Pareti attrezzate in cartongesso


Pareti attrezzate in cartongesso


Utili suggerimenti su come realizzare una parete attrezzata in cartongesso,  con la tecnica del fai da te, da parte di persone dotate di una certa esperienza nel settore dei lavori in muratura a secco.

Il cartongesso, gesso di cava racchiuso tra due fogli di cartone pressato, da quando è arrivato in Italia negli anni ’60, proveniente dall’ America, ha visto crescere i suoi utilizzi nel settore dell’edilizia leggera, con particolare riguardo alle pareti divisorie, alle contropareti e alle controsoffittature, grazie alla sua lavorabilità, economicità, facilità di posa in opera, resistenza al fuoco, all’umidità e al buon potere isolante.

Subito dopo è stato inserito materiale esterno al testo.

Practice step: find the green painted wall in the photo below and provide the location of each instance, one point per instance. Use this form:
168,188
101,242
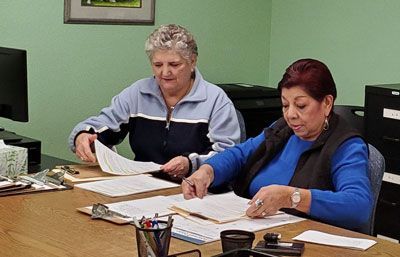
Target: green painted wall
74,70
357,39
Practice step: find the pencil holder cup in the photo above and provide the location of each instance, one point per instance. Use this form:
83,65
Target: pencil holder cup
153,242
236,239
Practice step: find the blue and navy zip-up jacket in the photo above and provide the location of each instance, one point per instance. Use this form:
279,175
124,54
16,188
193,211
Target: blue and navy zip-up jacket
202,123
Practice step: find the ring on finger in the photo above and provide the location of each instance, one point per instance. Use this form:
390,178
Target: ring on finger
259,203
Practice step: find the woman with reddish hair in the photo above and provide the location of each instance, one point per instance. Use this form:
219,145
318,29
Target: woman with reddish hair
310,162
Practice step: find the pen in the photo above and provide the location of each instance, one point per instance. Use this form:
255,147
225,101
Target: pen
188,181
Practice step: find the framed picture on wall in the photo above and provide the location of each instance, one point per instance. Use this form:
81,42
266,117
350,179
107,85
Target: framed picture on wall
109,11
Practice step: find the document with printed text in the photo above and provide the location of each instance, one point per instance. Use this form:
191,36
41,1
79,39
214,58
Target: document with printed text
318,237
127,185
219,208
113,163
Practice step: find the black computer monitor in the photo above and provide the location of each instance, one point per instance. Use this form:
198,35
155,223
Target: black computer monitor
13,89
13,84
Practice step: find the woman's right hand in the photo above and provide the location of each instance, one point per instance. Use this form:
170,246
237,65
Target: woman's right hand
201,180
83,148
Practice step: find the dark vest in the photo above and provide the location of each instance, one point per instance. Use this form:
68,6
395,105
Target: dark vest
313,169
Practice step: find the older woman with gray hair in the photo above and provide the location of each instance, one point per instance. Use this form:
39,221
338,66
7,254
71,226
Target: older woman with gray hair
174,118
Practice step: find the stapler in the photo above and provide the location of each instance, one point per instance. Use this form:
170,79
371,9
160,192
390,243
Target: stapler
273,245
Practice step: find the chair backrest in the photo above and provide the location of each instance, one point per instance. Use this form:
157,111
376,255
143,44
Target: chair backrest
354,115
191,253
242,126
376,168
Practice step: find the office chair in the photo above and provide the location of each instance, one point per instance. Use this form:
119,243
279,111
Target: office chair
376,168
354,115
191,253
242,126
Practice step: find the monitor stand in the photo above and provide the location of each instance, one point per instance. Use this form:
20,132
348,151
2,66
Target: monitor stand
9,137
33,145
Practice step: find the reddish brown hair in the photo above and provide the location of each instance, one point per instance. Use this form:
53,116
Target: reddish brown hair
312,76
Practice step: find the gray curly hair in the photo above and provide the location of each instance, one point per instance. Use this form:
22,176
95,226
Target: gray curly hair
171,37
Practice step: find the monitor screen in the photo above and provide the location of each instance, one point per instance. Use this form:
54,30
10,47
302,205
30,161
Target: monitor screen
13,84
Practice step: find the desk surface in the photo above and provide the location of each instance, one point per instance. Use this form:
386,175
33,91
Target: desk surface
48,224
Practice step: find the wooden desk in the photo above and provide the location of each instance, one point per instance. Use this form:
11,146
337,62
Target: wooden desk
47,224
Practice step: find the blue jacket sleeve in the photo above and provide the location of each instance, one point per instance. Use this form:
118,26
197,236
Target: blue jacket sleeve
350,204
228,163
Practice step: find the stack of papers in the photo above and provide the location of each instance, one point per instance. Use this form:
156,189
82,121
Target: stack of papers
193,229
115,164
127,185
318,237
219,208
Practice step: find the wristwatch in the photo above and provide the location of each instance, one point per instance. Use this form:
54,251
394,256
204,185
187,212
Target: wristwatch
295,198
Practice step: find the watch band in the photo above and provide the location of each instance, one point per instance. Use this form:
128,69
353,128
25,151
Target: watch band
295,198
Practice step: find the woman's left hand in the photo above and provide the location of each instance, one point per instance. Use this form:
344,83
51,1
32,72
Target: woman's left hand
177,167
269,200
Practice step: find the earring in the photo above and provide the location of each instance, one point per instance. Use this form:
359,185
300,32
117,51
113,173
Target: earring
326,124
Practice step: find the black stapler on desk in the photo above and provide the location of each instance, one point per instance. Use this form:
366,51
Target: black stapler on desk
272,245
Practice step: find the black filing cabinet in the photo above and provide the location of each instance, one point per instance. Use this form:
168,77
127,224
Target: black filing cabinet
382,129
259,105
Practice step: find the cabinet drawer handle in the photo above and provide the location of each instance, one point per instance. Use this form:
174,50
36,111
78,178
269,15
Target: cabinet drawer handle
392,139
389,203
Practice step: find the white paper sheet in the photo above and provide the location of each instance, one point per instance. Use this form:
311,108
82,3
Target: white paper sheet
219,207
200,233
318,237
115,164
127,185
147,207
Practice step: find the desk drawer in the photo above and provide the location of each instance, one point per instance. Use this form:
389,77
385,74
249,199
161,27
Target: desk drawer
387,219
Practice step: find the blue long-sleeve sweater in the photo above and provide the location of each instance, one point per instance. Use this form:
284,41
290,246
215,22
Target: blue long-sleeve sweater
349,205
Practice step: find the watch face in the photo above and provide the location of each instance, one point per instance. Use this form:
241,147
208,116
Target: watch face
296,197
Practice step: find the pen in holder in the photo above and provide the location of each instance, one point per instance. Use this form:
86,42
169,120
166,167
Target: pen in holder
153,237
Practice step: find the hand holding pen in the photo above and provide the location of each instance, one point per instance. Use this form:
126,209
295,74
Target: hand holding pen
197,184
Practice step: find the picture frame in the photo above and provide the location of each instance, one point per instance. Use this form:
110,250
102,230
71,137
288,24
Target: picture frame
110,12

Nel corso degli ultimi anni agli utilizzi richiamati altri se ne sono aggiunti, dai mobili in cartongesso alle cabine armadio, colonne, archi, mensole e librerie in cartongesso, per arrivare alle pareti attrezzate e l’elenco potrebbe continuare. Tutte costruzioni a secco per le quali resta invariata la  tecnica di realizzazione:

  • orditura metallica di supporto;
  • rivestimento con lastre di cartongesso;
  • stuccatura delle giunzioni;
  • carteggiatura e tinteggiatura.

Nonostante le tante opportunità che offre il mercato, con elementi componibili e modulari in vario materiali dal legno al metallo, dalla plastica al vetro, in grado di soddisfare le svariate esigenze, il ricorso al cartongesso permette di personalizzare le pareti attrezzate, consentendo di soddisfare le più svariate esigenze funzionali, di spazio e di gusto.

Una volta finite, si presentano come una struttura in muratura e come tutte le opere della specie non pongono limiti alla fantasia e si adattano in maniera perfetta a qualsiasi spazio. Si prestano a svariate soluzioni architettoniche e d’arredo.

Ditte specializzate si sono attrezzate per la realizzazione di progetti approntati dal committente, non mancando di mettere a disposizione la loro esperienza in fase di progettazione per cercare le soluzioni migliori.

 

Per gli appassionati del Fai da te, dotati di esperienza in lavori di assemblaggio, ancoraggio e muratura leggera (stuccatura, carteggiatura e tinteggiatura), la realizzazione di una parte attrezzata in cartongesso costituisce un’impresa possibile.

Il progetto dovrà prevedere nicchie, vani, pensili, mensole, ripiani variamente profondi, in funzioni della destinazione, quale libreria, vano TV, pc, play station, in pratica tre mobili in uno: libreria, credenza, tavolini per TV, hi-fi, ecc.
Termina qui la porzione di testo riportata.